At the airport, the Simpsons meet with the Van Houtens, the Hibberts, Superintendent Chalmers and Shauna, and Patty and her new girlfriend Evelyn. Though Homer tries to be nice to Evelyn, she disparages him after what she heard about him. In Costa Rica, Lisa gets more worried as Kirk tracks the expenses and will split the checks at the end.

At dinner at the Van Houten vacation home, Homer and Evelyn discover they have much in common. The next morning, Homer and Evelyn stay at the beach while the other guests go shopping. However, they return to find the two drunk and sunburned. Marge makes Homer promise to behave so she can get the perfect photo of them.

Homer and Marge snap the photo at a waterfall, but a splash from Evelyn knocks the phone into the water. At dinner, Patty blames Marge for making Homer reduce her girlfriend to his level. Marge says Evelyn ruined everything for her and is a bad influence on Homer because she acts just like him. Patty is horrified and breaks up with Evelyn.

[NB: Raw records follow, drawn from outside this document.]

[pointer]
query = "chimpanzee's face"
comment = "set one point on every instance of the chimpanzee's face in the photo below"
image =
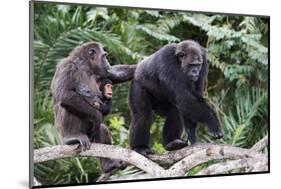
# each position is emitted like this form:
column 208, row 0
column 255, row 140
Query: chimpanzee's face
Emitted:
column 97, row 58
column 191, row 61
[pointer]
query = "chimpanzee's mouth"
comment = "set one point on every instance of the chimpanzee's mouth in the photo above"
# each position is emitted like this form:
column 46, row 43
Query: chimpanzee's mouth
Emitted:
column 193, row 78
column 109, row 94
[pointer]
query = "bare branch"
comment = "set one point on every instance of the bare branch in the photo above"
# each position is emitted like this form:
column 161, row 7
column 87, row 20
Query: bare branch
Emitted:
column 261, row 144
column 179, row 162
column 99, row 150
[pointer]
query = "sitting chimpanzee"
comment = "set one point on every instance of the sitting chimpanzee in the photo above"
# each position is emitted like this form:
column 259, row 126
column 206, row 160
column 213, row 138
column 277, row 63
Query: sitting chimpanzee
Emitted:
column 170, row 83
column 77, row 120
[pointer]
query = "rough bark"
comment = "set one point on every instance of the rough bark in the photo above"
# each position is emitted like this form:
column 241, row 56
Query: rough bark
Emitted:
column 172, row 164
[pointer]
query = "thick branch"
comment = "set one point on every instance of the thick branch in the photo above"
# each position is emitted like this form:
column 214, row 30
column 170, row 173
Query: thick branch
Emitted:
column 180, row 161
column 261, row 144
column 100, row 150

Lisa reveals her financial concerns to Bart, so he suggests showing their parents the expenses in Kirk's book. They sneak into the master bedroom and find what Lisa believes to be priceless artifacts, which Lisa thinks the Van Houtens are smuggling to pay for their vacation. When she exposes this, Kirk says they are salt and pepper shakers that were meant to be gifts for the families.

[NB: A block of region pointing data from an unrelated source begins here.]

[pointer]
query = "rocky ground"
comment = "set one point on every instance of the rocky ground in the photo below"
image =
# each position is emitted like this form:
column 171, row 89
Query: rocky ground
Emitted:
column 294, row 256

The Simpsons decide to leave. Because Kirk charged them extra for ruining the trip, the family tries to take the shakers but discovers a painting of Kirkedemious Van Houten, who built the house the Van Houtens own. They confront the Van Houtens for making people pay while they use the house for free. Meanwhile, Marge apologizes to Patty. She says that while Homer hates her, Evelyn loves her. Patty agrees to reconcile with Evelyn.

Kirk refunds the families. Homer wants to retake the photo, but Marge says their vacation is not about being perfect but is about living in the moment. Meanwhile, Patty and Evelyn kiss on the zipline.

==Production==
Fortune Feimster guest starred as Evelyn, Patty's new girlfriend.

==Reception==
===Viewing figures===
The episode earned a 0.8 rating with a 4 share and was watched by 2.08 million viewers, which was the most watched show on Fox that night.

===Critical response===
Tony Sokol of Den of Geek gave this episode three stars out of five, stating ""Livin' la Pura Vida" a beach drink without an umbrella. While there is plenty of fodder for a variety of jokes, it is light on the comedy. The country goes unmolested and the only family to get ribbed is the Simpsons, who once again live up to their reputation of not living up to the community standard even when the standards are lowered. The family didn't get into the country club in season 7's "Scenes from the Class Struggle in Springfield," and now they aspire to the Van Houtens. There needs to be more struggle and less class".

Dennis Perkins of The A.V. Club gave this episode a B+, stating "'Livin La Pura Vida' is one of the better recent excursions, though, credited writer Brian Kelley steering the family’s group vacation to the Van Houten’s favorite getaway spot in Costa Rica around the sub-genre’s worst pitfalls, while managing to tell a coherent story from beginning to end. There’s even something of a nifty little mystery in how the seemingly no-more well-off Van Houtens are able to afford their annual multi-family trip, and some above-average character work to address the usually ignored financial stress the Simpsons’ single-episode world traveling would cause".

Carol Vaughn of The Costa Rica Star thought the episode was "very imaginative" in portraying Costa Rica such as inventing new cocktails that the characters drink and said the depiction of the country was "exceedingly favorable."

===Awards and nominations===
Brian Kelley received a nomination for the Writers Guild of America Award for Outstanding Writing in Animation at the 72nd Writers Guild of America Awards for his script to this episode.